The Season of Pentecost is coming to an end the Season of Advent is about to begin. There are six liturgical seasons reflected on the Church calendar: Advent-Christmas; Epiphany,;Lent-Easter; and Pentecost.
The seasons of the church year have a long and rich history and have developed around themes emphasizing aspects of the Christian journey and experience. The Advent-Christmas cycle focuses on the Incarnation, God coming and dwelling among us. The Lent-Easter cycle is about The Lord’s Resurrection and God raising us to new life in the Risen Christ. Incarnation and Resurrection are the two anchors of the Christian year. These two great seasons of celebration are each preceded by a season of preparation (Lent, Advent). The Sunday readings assigned to these seasons reflect these themes.
There is also what is called Ordinary Time between these two great seasonal celebrations of Lent-Easter and Advent-Christmas. Ordinary Time are the Season of Epiphany and the Season of Pentecost.
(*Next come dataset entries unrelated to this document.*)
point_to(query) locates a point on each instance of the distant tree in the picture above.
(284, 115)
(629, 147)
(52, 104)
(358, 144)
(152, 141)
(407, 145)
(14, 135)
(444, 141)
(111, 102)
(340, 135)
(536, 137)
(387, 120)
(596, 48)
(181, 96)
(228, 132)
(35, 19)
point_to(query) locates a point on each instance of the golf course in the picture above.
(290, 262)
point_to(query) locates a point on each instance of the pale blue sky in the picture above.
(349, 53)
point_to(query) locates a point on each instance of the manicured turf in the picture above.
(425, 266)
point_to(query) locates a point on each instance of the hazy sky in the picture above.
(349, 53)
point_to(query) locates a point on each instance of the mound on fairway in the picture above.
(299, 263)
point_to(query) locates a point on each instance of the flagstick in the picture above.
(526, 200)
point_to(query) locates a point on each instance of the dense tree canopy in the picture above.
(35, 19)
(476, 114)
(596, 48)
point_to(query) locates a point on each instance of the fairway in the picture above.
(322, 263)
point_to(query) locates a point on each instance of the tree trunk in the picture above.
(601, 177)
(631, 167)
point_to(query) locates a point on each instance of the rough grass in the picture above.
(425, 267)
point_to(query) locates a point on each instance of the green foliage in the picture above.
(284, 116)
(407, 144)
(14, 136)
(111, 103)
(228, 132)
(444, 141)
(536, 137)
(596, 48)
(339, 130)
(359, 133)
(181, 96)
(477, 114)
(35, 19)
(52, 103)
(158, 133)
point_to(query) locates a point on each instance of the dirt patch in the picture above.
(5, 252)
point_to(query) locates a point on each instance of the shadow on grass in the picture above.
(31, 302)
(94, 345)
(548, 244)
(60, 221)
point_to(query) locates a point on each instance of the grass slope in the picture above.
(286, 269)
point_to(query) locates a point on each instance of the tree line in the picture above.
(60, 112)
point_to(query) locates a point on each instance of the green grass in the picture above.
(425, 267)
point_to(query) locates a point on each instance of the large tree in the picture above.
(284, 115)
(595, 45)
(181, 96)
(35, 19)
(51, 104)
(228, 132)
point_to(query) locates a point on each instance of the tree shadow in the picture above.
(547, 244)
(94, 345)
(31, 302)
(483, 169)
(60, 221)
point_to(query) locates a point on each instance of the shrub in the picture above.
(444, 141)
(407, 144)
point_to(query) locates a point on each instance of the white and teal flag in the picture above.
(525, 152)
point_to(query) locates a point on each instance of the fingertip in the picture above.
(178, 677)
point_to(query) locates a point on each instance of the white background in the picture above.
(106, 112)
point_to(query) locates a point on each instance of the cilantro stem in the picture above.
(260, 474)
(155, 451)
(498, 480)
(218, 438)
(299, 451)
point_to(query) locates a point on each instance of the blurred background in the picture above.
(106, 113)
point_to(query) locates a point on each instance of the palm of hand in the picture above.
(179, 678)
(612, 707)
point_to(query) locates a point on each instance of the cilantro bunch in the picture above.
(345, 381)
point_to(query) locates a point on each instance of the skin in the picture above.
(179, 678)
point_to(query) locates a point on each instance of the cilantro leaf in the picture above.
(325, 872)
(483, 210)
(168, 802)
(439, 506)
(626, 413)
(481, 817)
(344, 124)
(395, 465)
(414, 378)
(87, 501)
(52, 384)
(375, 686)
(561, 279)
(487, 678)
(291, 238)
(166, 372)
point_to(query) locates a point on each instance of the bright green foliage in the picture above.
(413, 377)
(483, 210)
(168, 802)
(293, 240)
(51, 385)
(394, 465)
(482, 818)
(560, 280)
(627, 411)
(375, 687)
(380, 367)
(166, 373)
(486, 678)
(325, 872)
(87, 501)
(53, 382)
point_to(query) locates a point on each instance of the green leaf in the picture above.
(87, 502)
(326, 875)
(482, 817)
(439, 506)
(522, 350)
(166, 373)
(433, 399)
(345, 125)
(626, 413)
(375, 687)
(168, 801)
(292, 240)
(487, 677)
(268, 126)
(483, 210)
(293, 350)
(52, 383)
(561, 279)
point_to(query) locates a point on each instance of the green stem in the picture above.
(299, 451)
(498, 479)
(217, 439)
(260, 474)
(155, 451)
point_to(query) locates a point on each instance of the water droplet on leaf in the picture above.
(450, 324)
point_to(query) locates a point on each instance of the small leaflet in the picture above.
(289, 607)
With the arrival of Advent we begin a new church year. The word Advent means coming or arrival. Since it is the season before Christmas, it is logically about getting ready for Jesus’ First Coming, but if we listen to the readings that are assigned from the lectionary during Advent, we quickly realize that it is also about getting ready for Jesus’ Second Coming, which is the long-waited completion of Christ’s redemptive work in the world.
It might seem strange to us that Advent, the first season of the Church year, is also about the very end of things. It makes the strong theological point, however, that the flow of history, including Salvation History, has purpose direction and destination. History is not a randomly stitched together series of events; rather, it is headed somewhere and God is in the driver’s seat. There is a divine destination for all of us, and the Season of Advent is about discovering the Way to that destination. The Way is, of course, Jesus. Therefore, whether we are talking about Jesus’ first coming as a baby lying in a feeding trough in a stable at Bethlehem 2000 years ago, or about Jesus coming in power and glory at the End Times, Advent is about God coming to us; thus we have the great cry of Advent, “Come, O Come, Emmanuel!”